Thursday,  April 2, 2020  9:42 am

Canada & U.S. are working on a deal to close border to non-essential travel


Canada & U.S. are working on a deal to close border to non-essential travel
Michael Pihach

Michael Pihach is an award-winning journalist with a keen interest in digital storytelling. In addition to PAX, Michael has also written for CBC Life, Ryerson University Magazine, IN Magazine, and DailyXtra.ca. Michael joins PAX after years of working at popular Canadian television shows, such as Steven and Chris, The Goods and The Marilyn Denis Show.

This story was updated on Wednesday, March 18th at 9:51 a.m. 

Reports late Tuesday night were indicating that Canada and United States were working on a deal that would close their shared border to non-essential travel in an effort halt the spread of COVID-19.

Citing "multiple sources with direct knowledge of the talks," CBC News reported that details are still being worked out, but could surface as early as Wednesday (March 18th).

The agreement would close the border to tourists and shoppers while still allowing Canadians to return home

U.S. President Donald Trump confirmed the news Tuesday morning on his Twitter account: 

"We will be, by mutual consent, temporarily closing our Northern Border with Canada to non-essential traffic. Trade will not be affected," Trump tweeted. 

Prime Minister Justin Trudeau is expected to elaborate on the new measures at a press conference Tuesday morning. 

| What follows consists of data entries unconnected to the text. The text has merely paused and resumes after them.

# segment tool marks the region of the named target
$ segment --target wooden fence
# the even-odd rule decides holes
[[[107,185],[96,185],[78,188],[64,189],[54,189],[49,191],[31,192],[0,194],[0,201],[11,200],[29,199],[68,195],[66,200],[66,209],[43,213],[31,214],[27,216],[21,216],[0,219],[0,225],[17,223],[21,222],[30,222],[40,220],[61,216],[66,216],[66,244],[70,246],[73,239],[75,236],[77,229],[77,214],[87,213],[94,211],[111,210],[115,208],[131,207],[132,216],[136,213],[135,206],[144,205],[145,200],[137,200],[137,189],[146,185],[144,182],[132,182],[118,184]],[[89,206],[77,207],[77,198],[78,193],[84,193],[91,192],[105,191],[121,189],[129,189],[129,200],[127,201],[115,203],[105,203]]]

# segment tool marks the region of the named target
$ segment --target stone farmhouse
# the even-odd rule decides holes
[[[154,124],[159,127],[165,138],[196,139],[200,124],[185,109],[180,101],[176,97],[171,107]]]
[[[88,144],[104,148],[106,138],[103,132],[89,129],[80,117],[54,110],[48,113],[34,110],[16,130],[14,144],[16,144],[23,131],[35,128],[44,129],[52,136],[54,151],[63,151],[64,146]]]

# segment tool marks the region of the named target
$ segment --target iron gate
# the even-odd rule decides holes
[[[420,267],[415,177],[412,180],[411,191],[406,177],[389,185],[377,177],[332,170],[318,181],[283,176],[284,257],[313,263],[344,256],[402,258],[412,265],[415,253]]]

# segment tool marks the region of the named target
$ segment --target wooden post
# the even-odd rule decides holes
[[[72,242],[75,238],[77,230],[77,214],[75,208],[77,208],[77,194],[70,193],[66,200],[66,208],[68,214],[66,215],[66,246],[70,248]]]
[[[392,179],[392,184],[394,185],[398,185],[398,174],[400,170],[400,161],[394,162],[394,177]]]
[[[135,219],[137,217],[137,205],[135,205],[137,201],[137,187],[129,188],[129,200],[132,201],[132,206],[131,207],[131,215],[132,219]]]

CNN first reported this development Tuesday night with CBC claiming that multiple sources have confirmed the accuracy of the report. 

While Trudeau has been reluctant to close the border, it's something he hasn't ruled out either. 

If the ban were to be enacted, it would follow Trudeau's announcement on Monday to close Canada's borders to most foreign travellers in order to prevent the spread of COVID-19. 

Canada has closed its borders to people who are not Canadian citizens or permanent residents. However, diplomats, air crews, and U.S. citizens, at the moment, are still allowed to enter. 

“I know that these measures are far-reaching,” Trudeau said Monday in Ottawa. “They are exceptional circumstances calling for exceptional measures.”